# more pics of wubby



## Joga Bonito (Oct 30, 2004)

View attachment 76519

View attachment 76514

View attachment 76515

View attachment 76516

View attachment 76517

View attachment 76518


----------



## Furgwa (Sep 23, 2003)

thats awesome! is that full grown??


----------



## Joga Bonito (Oct 30, 2004)

its only 3 months old, its a dwarf bunny so im not sure if its full grown


----------



## Atlanta Braves Baby! (Mar 12, 2003)

Cute lil guy. Watch all the electrical wires, they love to bite them


----------



## Joga Bonito (Oct 30, 2004)

i know, its a pain keeping an eye on him


----------



## pamonster (Jun 26, 2003)

cute little guy


----------



## Atlanta Braves Baby! (Mar 12, 2003)

You should build him a big ass play area so you can let him free and not have to worry about keeping an eye on him 24/7


----------



## Joga Bonito (Oct 30, 2004)

Atlanta Braves Baby! said:


> You should build him a big ass play area so you can let him free and not have to worry about keeping an eye on him 24/7
> [snapback]1194952[/snapback]​


i might do that outside, when he gets bigger


----------



## mr.bearhasyourlady (Jun 1, 2004)

pretty cool pet you got there


----------



## jan (Apr 24, 2004)

A long time a go I had a dwarf rabbit as well, a white one.

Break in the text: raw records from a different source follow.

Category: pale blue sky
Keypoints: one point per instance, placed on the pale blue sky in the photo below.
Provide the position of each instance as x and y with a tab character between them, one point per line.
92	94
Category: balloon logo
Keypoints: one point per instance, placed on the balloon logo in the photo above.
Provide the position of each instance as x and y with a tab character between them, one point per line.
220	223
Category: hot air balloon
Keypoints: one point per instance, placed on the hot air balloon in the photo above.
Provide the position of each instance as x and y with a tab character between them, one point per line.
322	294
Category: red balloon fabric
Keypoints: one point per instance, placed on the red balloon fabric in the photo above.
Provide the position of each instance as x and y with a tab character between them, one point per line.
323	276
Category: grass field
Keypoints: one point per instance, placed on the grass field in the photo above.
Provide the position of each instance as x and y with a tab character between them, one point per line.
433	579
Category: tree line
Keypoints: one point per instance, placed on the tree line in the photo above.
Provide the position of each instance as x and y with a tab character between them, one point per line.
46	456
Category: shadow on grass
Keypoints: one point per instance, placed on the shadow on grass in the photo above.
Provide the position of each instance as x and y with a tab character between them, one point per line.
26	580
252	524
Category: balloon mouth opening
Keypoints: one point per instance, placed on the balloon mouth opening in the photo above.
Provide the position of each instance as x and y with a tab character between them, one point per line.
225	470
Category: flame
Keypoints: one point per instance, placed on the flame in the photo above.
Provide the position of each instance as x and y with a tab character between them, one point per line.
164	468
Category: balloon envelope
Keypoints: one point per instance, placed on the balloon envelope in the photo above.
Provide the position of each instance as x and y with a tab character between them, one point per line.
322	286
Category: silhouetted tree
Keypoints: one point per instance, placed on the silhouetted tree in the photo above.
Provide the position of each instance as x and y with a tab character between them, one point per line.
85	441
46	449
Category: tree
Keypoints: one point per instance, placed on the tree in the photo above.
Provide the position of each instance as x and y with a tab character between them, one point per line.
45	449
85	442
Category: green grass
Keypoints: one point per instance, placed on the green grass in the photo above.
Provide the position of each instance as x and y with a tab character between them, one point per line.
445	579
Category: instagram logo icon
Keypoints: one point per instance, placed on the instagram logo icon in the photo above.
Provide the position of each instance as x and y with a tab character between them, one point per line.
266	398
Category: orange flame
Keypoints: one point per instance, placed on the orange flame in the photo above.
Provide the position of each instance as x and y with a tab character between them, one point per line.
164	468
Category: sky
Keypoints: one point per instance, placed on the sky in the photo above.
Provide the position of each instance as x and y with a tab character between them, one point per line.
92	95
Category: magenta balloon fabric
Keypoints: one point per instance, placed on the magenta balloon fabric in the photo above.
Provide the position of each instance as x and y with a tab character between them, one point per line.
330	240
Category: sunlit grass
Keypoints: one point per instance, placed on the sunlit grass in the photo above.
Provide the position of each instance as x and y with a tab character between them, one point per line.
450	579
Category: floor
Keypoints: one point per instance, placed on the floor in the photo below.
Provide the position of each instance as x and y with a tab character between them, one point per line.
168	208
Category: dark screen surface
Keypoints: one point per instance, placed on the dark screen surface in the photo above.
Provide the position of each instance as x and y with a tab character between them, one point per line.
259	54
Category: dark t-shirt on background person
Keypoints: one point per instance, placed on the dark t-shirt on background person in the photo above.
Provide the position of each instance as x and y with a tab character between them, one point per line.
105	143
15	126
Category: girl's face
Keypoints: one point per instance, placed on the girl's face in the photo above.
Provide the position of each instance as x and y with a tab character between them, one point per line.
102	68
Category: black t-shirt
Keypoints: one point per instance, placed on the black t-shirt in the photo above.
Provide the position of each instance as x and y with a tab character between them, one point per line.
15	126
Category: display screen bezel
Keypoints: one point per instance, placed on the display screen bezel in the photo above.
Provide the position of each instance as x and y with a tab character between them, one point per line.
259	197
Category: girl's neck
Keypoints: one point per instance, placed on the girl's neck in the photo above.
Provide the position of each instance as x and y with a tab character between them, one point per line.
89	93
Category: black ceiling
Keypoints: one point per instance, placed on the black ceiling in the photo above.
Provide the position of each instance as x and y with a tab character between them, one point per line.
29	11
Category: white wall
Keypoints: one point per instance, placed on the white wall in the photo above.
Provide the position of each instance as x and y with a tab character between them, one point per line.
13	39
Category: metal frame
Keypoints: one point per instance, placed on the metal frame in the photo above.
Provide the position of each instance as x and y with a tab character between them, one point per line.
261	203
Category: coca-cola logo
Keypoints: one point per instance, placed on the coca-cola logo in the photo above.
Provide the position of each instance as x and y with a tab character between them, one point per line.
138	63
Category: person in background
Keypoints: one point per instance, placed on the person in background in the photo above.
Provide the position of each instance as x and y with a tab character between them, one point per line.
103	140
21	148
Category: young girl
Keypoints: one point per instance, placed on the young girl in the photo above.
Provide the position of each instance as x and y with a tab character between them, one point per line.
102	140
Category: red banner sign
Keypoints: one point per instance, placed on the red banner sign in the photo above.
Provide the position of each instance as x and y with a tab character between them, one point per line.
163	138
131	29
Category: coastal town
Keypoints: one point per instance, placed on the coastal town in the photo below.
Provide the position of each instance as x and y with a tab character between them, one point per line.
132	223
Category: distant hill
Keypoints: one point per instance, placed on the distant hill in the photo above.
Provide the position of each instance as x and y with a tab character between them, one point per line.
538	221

It was a real pain in the #ss, and he chewed through almost every electrical wire he could find









Except for that, they will make a great pet. And yours is looking so CUTE...


----------



## Genin (Feb 4, 2003)

don't trust that little thing. sure he's cute, but the second you turn your back wubby will be all nibbling on your jugular!

just playing he's very cute


----------